Aku memejamkan mata, memeluk tas selempangku erat-erat. Ketakutan menyergapku dari segala arah. Bagaimana aku harus bertahan hidup di kota sebesar dan sekejam ini dengan uang tiga juta? Aku tidak bisa pulang ke kampung. Jika bapak tahu kenyataan ini, jantungnya tidak akan kuat. Aku juga tidak mungkin menghubungi teman-teman lamaku; rasa malu telah membungkam lidahku rapat-rapat. Mereka semua baru saja memberiku ucapan selamat kemarin, bagaimana aku harus bilang bahwa aku sudah menjadi janda hari ini?
"Mbak, kita sudah sampai. Di gang depan itu ada rumah kos khusus putri. Bulanannya sekitar tujuh ratus ribu," suara bapak sopir mengembalikan kesadaranku.
Aku membayar ongkos taksi dan turun sambil menyeret koperku. Hujan turun semakin deras, mengguyur tubuhku tanpa ampun. Aku berdiri di depan pagar besi karatan, menatap bangunan kos bercat biru pudar itu. Air hujan bercampur dengan air mataku, membasahi wajah dan bajuku. Dinginnya menusuk hingga ke tulang, tapi tidak sebanding dengan rasa dingin yang ditinggalkan Mas Arga di hatiku.

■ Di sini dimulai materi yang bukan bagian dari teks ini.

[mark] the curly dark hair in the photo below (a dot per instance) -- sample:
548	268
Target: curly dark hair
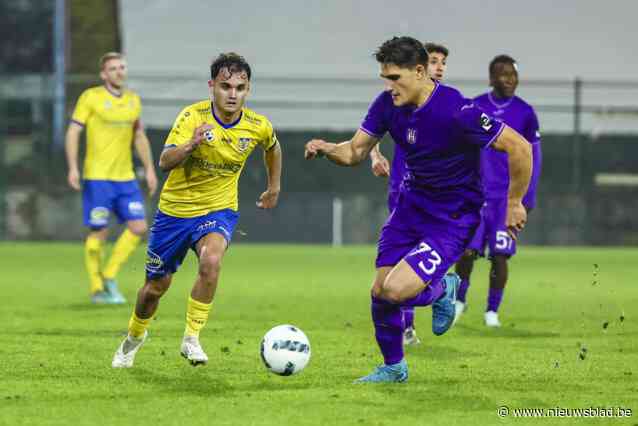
232	61
404	52
501	59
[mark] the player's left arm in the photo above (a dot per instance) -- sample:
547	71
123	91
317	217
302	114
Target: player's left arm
532	134
272	162
519	154
143	149
348	153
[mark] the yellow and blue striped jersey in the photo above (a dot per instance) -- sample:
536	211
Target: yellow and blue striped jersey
208	179
110	123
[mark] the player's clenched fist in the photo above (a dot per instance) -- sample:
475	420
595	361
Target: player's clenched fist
317	148
516	217
199	135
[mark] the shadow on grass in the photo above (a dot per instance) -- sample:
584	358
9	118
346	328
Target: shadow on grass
196	382
506	331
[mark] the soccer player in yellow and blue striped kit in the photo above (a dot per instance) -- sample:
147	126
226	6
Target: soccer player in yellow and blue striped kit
111	115
205	152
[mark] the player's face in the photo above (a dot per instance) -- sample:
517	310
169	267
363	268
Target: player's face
229	90
504	80
114	73
437	64
404	84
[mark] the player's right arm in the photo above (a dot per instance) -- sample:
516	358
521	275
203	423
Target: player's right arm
349	153
81	114
174	155
379	164
71	147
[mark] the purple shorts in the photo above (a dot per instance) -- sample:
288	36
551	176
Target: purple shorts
492	230
428	244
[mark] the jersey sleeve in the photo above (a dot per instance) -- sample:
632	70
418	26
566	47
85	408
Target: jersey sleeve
83	109
270	137
532	134
477	126
182	130
375	122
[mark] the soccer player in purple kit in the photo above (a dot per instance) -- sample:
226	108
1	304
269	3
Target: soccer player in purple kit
437	65
501	103
439	201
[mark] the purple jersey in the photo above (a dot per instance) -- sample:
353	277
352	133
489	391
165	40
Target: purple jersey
441	140
520	116
397	170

Ibu kos, seorang wanita paruh baya berdaster, menyambutku dengan tatapan penuh selidik melihat penampilanku yang basah kuyup. "Cari kamar, Neng? Sendirian?"
"Iya, Bu. Ada kamar kosong?" suaraku terdengar serak dan parau.
"Ada, di lantai atas, pojok. Tapi harus bayar lunas sebulan di depan, plus uang deposit seratus ribu. Total delapan ratus. Mau?"
Aku mengeluarkan dompetku yang sedikit basah, menghitung lembaran uang ratusan ribu dengan tangan gemetar, lalu menyerahkannya.
Setelah menerima kunci, aku menyeret koperku menaiki tangga sempit yang licin. Begitu pintu kamar kos terbuka, aroma apak langsung menyergap hidungku. Kamar itu kecil, hanya berukuran tiga kali tiga meter. Ada kasur busa tipis di lantai, lemari plastik kecil, dan kamar mandi dalam yang sekadar layak pakai.
Aku mengunci pintu dari dalam, membiarkan koperku tergeletak begitu saja. Lututku seketika lemas. Aku merosot jatuh ke lantai dingin, menangkup wajahku dengan kedua tangan, dan menangis sejadi-jadinya. Untuk pertama kalinya, aku membiarkan suaraku pecah. Aku menjerit, merutuki nasibku, merutuki kebodohanku, dan merutuki ketidakadilan ini.
Aku sendirian. Dibuang. Dihancurkan. Dan besok pagi, saat matahari terbit, aku harus mencari cara agar bisa tetap bernapas di kota ini dengan uang yang tersisa. Tapi malam ini, biarkan aku meratapi matinya sebagian dari jiwaku.